In the present case, it is undisputed that school officials involved with the design and construction of new public school facilities are highly proximate to the elective process. The local school board involved in this case convinced local voters to approve a large bond issue to support construction of the new high school on the property at issue. Further, the superintendent of public instruction is appointed by the state board of education, a body elected directly by the people of this state. Const 1963, art 8, § 3. If intervenors take issue with the decisions made by these school officials regarding the design and construction of new school facilities, then their recourse is found in the polling booths during school elections, not in the courts. We conclude that the trial court properly rejected intervenors’ claim of unconstitutional delegation of legislative authority.
Affirmed.
Notes
At the hearing on the motion to intervene, counsel for defendants expressly indicated that defendants had no objection to the intervention. Issues for appeal must be preserved by an objection in the trial court, and counsel may not harbor error as an appellate parachute.
People v Carter,
Defendants did not file a motion for summary disposition of plaintiffs and intervenors’ claims. However, plaintiff and intervenors argued below that the denial of their motions for summary disposition effectively resolved all pending issues in the case. Upon plaintiff’s and intervenors’ motions, the circuit court entered a final order dismissing all claims and closing the case under MCR 2.602(A). Intervenors appeal from that order. Plaintiff ultimately settled its dispute with defendants and is not a party to this appeal.

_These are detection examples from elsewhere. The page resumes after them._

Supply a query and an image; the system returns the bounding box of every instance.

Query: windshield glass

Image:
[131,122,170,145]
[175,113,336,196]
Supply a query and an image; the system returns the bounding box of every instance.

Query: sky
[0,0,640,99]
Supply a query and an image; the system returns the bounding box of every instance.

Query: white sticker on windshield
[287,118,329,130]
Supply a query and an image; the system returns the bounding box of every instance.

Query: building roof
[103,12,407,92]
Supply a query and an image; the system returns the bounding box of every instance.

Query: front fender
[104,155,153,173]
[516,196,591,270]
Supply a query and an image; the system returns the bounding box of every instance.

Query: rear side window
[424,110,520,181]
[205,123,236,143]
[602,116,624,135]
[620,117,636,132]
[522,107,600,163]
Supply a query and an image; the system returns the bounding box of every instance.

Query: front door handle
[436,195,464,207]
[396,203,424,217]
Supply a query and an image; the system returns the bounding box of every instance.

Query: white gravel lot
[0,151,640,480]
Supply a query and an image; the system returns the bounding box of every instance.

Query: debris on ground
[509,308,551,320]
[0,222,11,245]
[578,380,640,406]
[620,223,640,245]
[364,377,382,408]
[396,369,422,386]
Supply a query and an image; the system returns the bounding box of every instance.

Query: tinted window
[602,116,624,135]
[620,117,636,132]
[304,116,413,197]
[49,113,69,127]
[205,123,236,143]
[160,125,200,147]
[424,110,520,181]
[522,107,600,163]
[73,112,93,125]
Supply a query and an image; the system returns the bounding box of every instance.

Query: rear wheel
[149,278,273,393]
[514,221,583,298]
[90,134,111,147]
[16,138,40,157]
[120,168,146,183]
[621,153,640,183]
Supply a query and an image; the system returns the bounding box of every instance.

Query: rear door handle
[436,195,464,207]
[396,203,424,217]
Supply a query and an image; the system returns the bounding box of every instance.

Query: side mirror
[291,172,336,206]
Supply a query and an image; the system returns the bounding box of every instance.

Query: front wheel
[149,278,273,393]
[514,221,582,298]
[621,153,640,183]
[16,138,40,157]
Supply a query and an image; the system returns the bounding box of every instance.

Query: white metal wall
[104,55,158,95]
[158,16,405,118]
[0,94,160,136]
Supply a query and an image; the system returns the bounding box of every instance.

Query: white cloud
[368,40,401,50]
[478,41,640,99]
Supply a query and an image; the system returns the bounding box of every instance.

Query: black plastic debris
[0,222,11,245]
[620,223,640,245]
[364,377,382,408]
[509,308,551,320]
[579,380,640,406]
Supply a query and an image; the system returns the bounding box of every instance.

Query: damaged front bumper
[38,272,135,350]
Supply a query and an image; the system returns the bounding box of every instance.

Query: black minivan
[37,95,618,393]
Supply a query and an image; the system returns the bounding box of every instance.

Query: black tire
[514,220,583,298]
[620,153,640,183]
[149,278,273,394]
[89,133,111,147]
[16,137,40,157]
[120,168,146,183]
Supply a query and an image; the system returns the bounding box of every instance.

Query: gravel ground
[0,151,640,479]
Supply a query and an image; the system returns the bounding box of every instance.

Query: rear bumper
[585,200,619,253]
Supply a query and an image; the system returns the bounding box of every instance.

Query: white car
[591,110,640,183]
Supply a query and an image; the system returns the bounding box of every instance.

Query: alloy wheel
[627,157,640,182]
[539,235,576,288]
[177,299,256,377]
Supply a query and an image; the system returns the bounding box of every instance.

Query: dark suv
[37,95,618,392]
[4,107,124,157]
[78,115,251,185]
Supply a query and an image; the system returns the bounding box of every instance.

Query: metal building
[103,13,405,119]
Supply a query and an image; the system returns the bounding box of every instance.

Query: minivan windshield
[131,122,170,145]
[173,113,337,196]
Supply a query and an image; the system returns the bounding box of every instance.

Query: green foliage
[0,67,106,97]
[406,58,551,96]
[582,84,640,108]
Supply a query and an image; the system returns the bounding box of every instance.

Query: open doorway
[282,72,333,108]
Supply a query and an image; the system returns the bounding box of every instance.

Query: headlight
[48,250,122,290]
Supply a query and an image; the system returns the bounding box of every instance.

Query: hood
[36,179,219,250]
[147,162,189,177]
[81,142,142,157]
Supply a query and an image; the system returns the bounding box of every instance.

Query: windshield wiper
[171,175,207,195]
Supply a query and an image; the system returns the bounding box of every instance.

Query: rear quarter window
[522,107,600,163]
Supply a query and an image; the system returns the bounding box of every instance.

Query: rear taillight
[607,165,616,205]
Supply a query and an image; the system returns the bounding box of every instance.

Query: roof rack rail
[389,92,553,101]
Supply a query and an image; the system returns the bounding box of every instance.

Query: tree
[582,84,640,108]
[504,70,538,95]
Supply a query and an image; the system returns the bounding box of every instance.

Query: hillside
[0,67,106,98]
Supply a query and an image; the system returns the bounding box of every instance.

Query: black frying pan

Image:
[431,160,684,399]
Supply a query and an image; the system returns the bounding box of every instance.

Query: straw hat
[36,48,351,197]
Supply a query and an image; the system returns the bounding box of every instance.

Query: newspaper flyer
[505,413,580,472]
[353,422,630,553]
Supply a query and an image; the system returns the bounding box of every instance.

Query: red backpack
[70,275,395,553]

Intervenors urge this Court to find that the Legislature did not intend to exempt school construction projects from local zoning regulations because the Legislature did not create a specific set of land development standards to replace those traditionally enforced by local units of government. Intervenors cite decisions from the courts of other states to support their method of discerning legislative intent.
Edmonds School Dist No 15 v City of Mountlake Terrace,
77 Wash 2d 609;
The construction of school buildings act, MCL 388.851 to 388.855a.
Intervenors argue, in the alternative, that the statute vests the superintendent with authority to review and approve site plans for school buildings but does not excuse the superintendent from preparing those site plans in conformance with local zoning regulations. If intervenors’ construction of the statute were correct, then the superintendent’s jurisdiction over site plans for school buildings would not be “sole and exclusive,” but would be shared jointly with local zoning authorities. We reject intervenors’ attempt to evade the clear intent of the statutory language.